ENMIENDAS TRANSACCIONADAS

Con todo, en la asamblea sí prosperaron las enmiendas transaccionadas en las comarcales, de forma que una de las novedades incorporadas al texto recoge que la "actuación táctica" debe consistir en "defender un Estatuto de Nación que permita definir el nivel de autogobierno requerido para afrontar los retos que la sociedad gallega tiene en el actual panorama estatal, europeo e internacional".

Los nacionalistas también abordan los pactos con el PSdeG, que fue su socio del bipartito en la pasada legislatura. El Bloque Nacionalista Galego (BNG) tiene "el máximo interés en que los pactos sigan" con el PSOE en el ámbito municipal, pero considera que los socialistas han llevado a cabo una "deriva centralista" y carecen de "lealtad" cuando constituyen la fuerza minoritaria en un bipartito, por lo que los nacionalistas ven necesario reforzar el "respeto mutuo".

Con todo, no consideran necesario una "revisión global" de sus pactos, sino que ésta debe basarse en la "búsqueda de la efectividad en el ámbito político y social".

A este respecto de los pactos con el PSOE, una de las enmiendas transaccionada y aceptada matiza que "es necesario tener presente" que la fuerza del BNG ante los socialistas "no sólo tiene que ver con la aritmética, sino con la actividad y presencias sociales".

FRAGILIDAD DEL NACIONALISMO

El BNG reconoce en el texto aprobado "la fragilidad del nacionalismo tanto en el plano organizativo como en lo referente a la vulnerabilidad ideológica de su base electoral". "Fracasamos en la tarea de ampliar nuestra base electoral en algunos territorios sociales hegemonizados tradicionalmente por el PP y sobrevaloramos nuestras posibilidades", admiten en su documento político.

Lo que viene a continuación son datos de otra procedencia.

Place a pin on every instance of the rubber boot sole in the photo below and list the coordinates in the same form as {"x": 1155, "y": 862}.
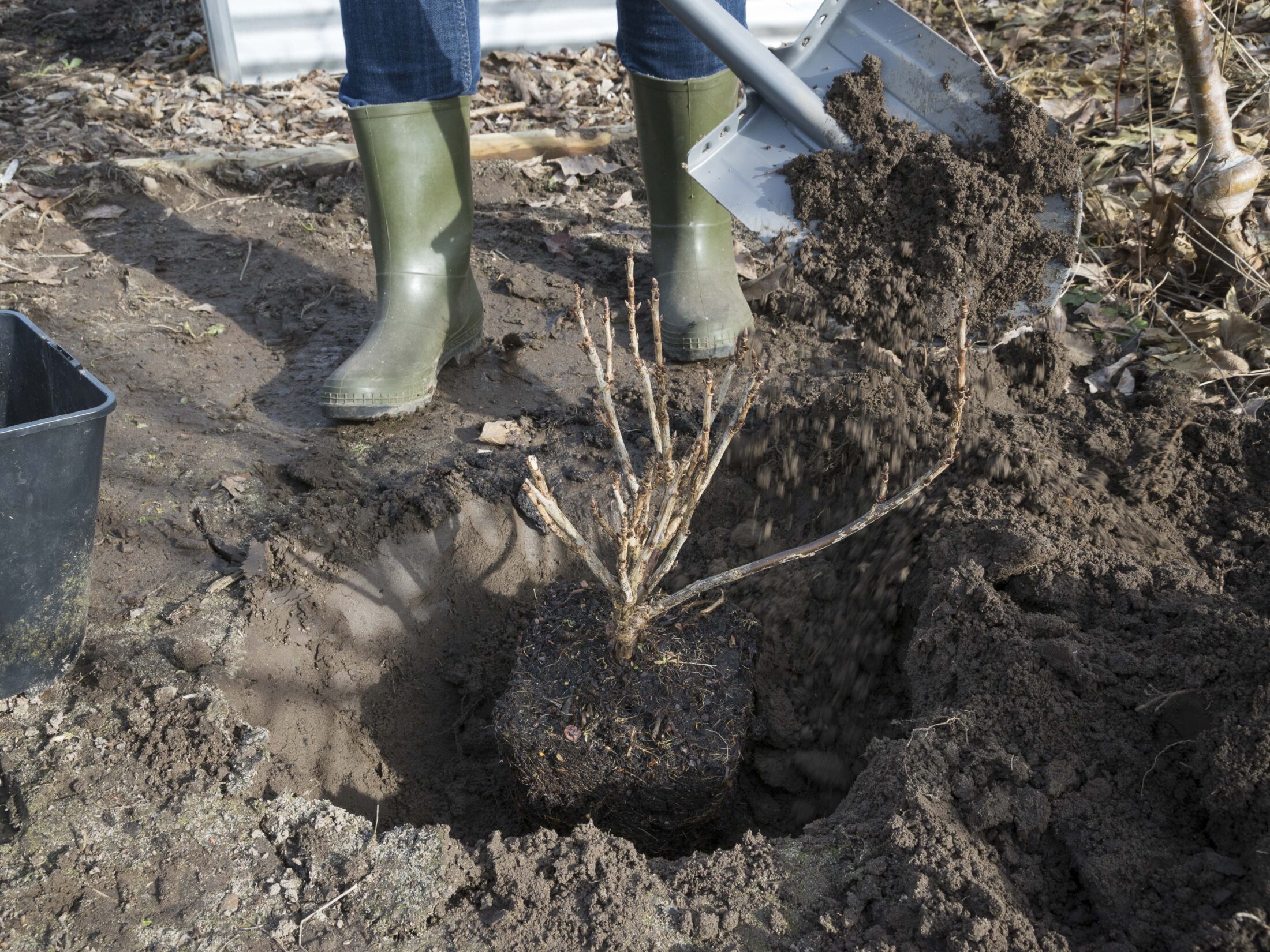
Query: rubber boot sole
{"x": 688, "y": 348}
{"x": 365, "y": 413}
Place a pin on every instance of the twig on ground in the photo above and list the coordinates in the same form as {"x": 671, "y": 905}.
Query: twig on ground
{"x": 969, "y": 32}
{"x": 1142, "y": 789}
{"x": 324, "y": 906}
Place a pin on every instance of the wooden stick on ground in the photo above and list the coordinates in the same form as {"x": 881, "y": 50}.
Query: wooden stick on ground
{"x": 488, "y": 145}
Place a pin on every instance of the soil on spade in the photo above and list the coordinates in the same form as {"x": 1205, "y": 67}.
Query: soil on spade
{"x": 648, "y": 749}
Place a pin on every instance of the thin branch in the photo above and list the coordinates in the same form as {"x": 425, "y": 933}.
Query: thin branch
{"x": 969, "y": 32}
{"x": 640, "y": 367}
{"x": 804, "y": 551}
{"x": 608, "y": 414}
{"x": 663, "y": 415}
{"x": 553, "y": 515}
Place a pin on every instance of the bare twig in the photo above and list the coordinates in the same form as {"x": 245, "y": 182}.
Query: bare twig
{"x": 969, "y": 32}
{"x": 324, "y": 906}
{"x": 655, "y": 513}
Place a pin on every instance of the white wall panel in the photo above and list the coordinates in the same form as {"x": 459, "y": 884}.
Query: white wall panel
{"x": 263, "y": 41}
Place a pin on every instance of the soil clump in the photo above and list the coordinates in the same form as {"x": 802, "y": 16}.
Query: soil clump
{"x": 912, "y": 221}
{"x": 647, "y": 749}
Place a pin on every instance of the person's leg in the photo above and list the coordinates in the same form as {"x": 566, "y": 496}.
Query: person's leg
{"x": 681, "y": 93}
{"x": 412, "y": 68}
{"x": 409, "y": 51}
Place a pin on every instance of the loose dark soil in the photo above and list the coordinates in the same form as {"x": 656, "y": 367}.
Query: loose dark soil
{"x": 1029, "y": 714}
{"x": 647, "y": 749}
{"x": 912, "y": 223}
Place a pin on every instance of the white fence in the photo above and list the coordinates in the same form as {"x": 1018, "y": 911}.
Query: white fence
{"x": 263, "y": 41}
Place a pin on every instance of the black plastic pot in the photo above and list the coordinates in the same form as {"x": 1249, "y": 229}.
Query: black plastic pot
{"x": 53, "y": 422}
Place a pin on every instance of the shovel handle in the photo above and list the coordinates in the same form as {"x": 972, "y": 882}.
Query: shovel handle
{"x": 759, "y": 68}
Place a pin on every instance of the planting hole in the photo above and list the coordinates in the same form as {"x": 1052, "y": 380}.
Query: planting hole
{"x": 378, "y": 681}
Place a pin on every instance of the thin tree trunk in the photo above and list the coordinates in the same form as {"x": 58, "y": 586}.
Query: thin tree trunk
{"x": 1224, "y": 178}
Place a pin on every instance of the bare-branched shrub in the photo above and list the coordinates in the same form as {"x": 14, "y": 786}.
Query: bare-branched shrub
{"x": 653, "y": 504}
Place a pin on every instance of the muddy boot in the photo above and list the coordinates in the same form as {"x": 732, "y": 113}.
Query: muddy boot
{"x": 703, "y": 308}
{"x": 420, "y": 207}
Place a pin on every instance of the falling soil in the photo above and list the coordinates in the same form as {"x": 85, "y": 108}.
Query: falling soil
{"x": 912, "y": 221}
{"x": 647, "y": 749}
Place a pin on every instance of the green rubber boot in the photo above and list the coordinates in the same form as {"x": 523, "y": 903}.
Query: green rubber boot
{"x": 417, "y": 162}
{"x": 703, "y": 308}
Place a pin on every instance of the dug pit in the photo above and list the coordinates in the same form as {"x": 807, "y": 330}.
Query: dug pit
{"x": 376, "y": 681}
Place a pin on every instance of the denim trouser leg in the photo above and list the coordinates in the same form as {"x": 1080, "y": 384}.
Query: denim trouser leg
{"x": 652, "y": 42}
{"x": 408, "y": 51}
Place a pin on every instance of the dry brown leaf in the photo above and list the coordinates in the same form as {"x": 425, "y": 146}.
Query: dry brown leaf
{"x": 48, "y": 276}
{"x": 499, "y": 433}
{"x": 585, "y": 166}
{"x": 236, "y": 484}
{"x": 561, "y": 244}
{"x": 103, "y": 211}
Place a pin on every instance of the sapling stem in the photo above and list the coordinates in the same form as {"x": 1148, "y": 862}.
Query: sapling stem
{"x": 655, "y": 511}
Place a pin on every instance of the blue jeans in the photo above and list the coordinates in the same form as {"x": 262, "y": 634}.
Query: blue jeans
{"x": 408, "y": 51}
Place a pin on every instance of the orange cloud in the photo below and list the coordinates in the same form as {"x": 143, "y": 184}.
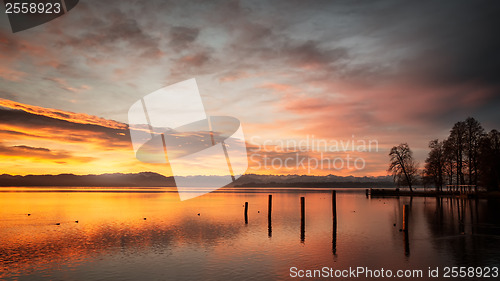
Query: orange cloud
{"x": 80, "y": 118}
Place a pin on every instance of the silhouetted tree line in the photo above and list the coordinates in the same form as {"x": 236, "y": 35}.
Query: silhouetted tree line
{"x": 469, "y": 156}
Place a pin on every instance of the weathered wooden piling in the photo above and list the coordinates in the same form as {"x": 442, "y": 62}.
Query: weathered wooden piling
{"x": 302, "y": 219}
{"x": 334, "y": 209}
{"x": 269, "y": 211}
{"x": 246, "y": 212}
{"x": 270, "y": 206}
{"x": 406, "y": 210}
{"x": 334, "y": 222}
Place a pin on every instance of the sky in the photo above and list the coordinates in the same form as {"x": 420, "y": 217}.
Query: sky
{"x": 334, "y": 71}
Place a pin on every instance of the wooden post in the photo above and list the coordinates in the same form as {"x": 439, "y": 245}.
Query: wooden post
{"x": 246, "y": 212}
{"x": 334, "y": 209}
{"x": 406, "y": 210}
{"x": 334, "y": 221}
{"x": 302, "y": 218}
{"x": 270, "y": 206}
{"x": 269, "y": 211}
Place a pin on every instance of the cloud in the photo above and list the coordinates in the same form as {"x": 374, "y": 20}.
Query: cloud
{"x": 181, "y": 37}
{"x": 80, "y": 118}
{"x": 28, "y": 152}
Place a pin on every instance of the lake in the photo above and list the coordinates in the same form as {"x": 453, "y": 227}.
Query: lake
{"x": 148, "y": 234}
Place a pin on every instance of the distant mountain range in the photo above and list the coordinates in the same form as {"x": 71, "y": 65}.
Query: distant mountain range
{"x": 149, "y": 179}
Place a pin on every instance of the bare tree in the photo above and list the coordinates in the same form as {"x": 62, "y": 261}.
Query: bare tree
{"x": 474, "y": 134}
{"x": 435, "y": 164}
{"x": 402, "y": 166}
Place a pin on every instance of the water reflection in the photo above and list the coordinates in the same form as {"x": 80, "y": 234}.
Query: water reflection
{"x": 205, "y": 237}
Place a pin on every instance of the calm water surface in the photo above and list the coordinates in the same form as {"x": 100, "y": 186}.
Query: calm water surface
{"x": 150, "y": 235}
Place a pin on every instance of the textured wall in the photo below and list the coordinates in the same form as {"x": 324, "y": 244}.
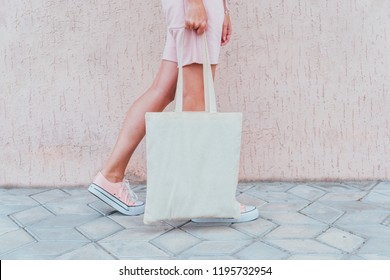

El BNG augura que "se abre un tiempo político en el que la derecha va a endurecer las medidas represivas contra las libertades colectivas y contra las señales de identidad de la nación gallega". "El españolismo va a encentar un proceso de poda de las ramas que sustentan el proyecto emancipador gallego", prevén los nacionalistas.

Frente a ello, la oposición de la política "para ser eficaz, necesita de aliados sociales, de cobertura en la base, de compromisos y de movilizaciones de las mayorías sociales afectadas", avisan. En base a estas tesis, la labor de oposición será la de defender las medidas tomadas por el Gobierno bipartito que supusieron mejoras sociales y ahondar en las propuestas alternativas a la "lógica económica dominante", apuestan en su documento.

En el contexto estatal, ante la nueva situación del Gobierno del PP en Galicia, la organización frentista incide en "redefinir y matizar más su actuación en las Cortes Generales". Así, los nacionalistas "tienen que mantener un perfil claro frente a la crisis desde la diferencia de ser una fuerza política gallega y popular", agrega y finaliza que "debe seguir manteniendo la disponibilidad a acuerdos puntuales con el Gobierno español en beneficio de Galicia".